Negation detection in Norwegian medical text: Porting a Swedish NegEx to Norwegian Work in progress

Abstract

This paper presents an initial effort in developing a negation detection algorithm for Norwegian clinical text. To support Norwegian text, an evaluated version of Swedish NegEx was extended by translating the negation triggers, adding more negation rules and using a pre-processed Norwegian ICD-10 codes list (2017). The Norwegian NegEx was tested on a corpus containing 170 scientific publications in Norwegian from a medical domain. NegEx found 70 negated findings/disorders. The result is not completely evaluated due to the lack of a gold standard. Need for further preprocessing of the Norwegian ICD-10 codes list for matching findings/disorders as well as challenging erroneous tokenization of Norwegian words were identified. This work pointed out the weaknesses of the current implementation and provided insights for future work.

Introduction

Negation detectors (NegEx) are available in several languages. However, to our knowledge, Norwegian NegEx has not yet been developed. A Swedish version of NegEx (originating from an American English version [1]) was presented earlier and yielded satisfactory precision and recall when tested on Swedish medical text [2]. This paper presents the development and initial tests of the Norwegian NegEx using the Swedish NegEx as a starting point.

Methods

The Swedish version of NegEx [2] was ported to Norwegian and evaluated on a Norwegian medical scientific text in the domain of gastrointestinal surgery. The Norwegian medical scientific text in this specific domain was downloaded from the Tidsskriftet Den norske legeforening (https://tidsskriftet.no/spesialitet/
gastroenterologisk-kirurgi) and transformed from portable document format (PDF) to pure UTF-8 coded text. In total, 170 articles containing 294,745 words were chosen.

In addition to the original Swedish version of NegEx with 40 negation rules, new 27 rules were added to the Norwegian version of the NegEx. The new rules distribution was as follows: 15 Norwegian POST-negation rules (5 in Swedish version), 34 PREN-negation rules (26 in Swedish version), and 18 PSEUDO-negation rules (9 in the Swedish version).

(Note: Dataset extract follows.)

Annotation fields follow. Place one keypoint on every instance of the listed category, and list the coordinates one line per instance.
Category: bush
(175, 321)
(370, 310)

A Norwegian version of ICD-10 diagnosis codes and terms (https://ehelse.no/standarder-kodeverk-og-referansekatalog/helsefaglige-kodeverk/kodeverket-icd-10-og-icd-11) was used in the negation detection process. In total, 19,021 symptoms and diagnoses from the ICD-10 list and 23 significant words from the gastrointestinal surgery domain from Table V in [3] were added.

Results

When executing NegEx on the 170 articles, the system found 70 negated symptoms/diagnoses. The NegEx was also executed on a smaller sub-corpus that was manually labelled. Results are represented in Table 1.

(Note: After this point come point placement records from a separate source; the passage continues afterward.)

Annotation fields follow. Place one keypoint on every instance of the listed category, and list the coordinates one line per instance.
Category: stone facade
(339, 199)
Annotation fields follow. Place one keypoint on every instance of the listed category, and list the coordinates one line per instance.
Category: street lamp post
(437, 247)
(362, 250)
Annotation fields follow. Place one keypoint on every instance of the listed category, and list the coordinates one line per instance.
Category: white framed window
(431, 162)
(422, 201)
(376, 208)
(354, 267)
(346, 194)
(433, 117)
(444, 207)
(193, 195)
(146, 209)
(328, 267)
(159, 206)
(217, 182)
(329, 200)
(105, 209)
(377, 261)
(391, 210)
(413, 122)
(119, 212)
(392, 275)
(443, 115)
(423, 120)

Table 1. Performance and evaluation of Norwegian NegEx applied on Norwegian scientific text.

Machine-based proper negation detection
Han var ved innkomst hemodynamisk upåvirket og hadde ikke tegn til [NEGATED]peritonitt[NEGATED].

Problems with tokenization:

Erroneous tokenization: ikke -[AB1] operable [NEGATED]metastaser[NEGATED] [AB2]
Correct tokenization: ikke-operable metastaser

Future work

For evaluating the Norwegian NegEx, manual labelling of the scientific publication corpus will be continued further to ensure sufficient scope and quality of the testing data. The algorithm improvement will include a more robust mechanism to capture negated symptoms/diagnoses, which currently is based on exact string matching. When the updated NegEx is evaluated on the text corpus, its performance will be tested on electronic health records in gastrointestinal surgery from the University Hospital of North Norway.

References

[1] W. W. Chapman, W. Bridewell, P. Hanbury, G. F. Cooper, and B. G. Buchanan, “A simple algorithm for identifying negated findings and diseases in discharge summaries,” J. Biomed. Inform., vol. 34, no. 5, pp. 301–310, Oct. 2001.

[2] M. Skeppstedt, “Negation detection in Swedish clinical text: An adaption of NegEx to Swedish,” J. Biomed. Semant., vol. 2 Suppl 3, p. S3, 2011.

[3] C. Soguero-Ruiz et al., “Support Vector Feature Selection for Early Detection of Anastomosis Leakage From Bag-of-Words in Electronic Health Records,” IEEE J. Biomed. Health Inform., vol. 20, no. 5, pp. 1404–1415, 2016.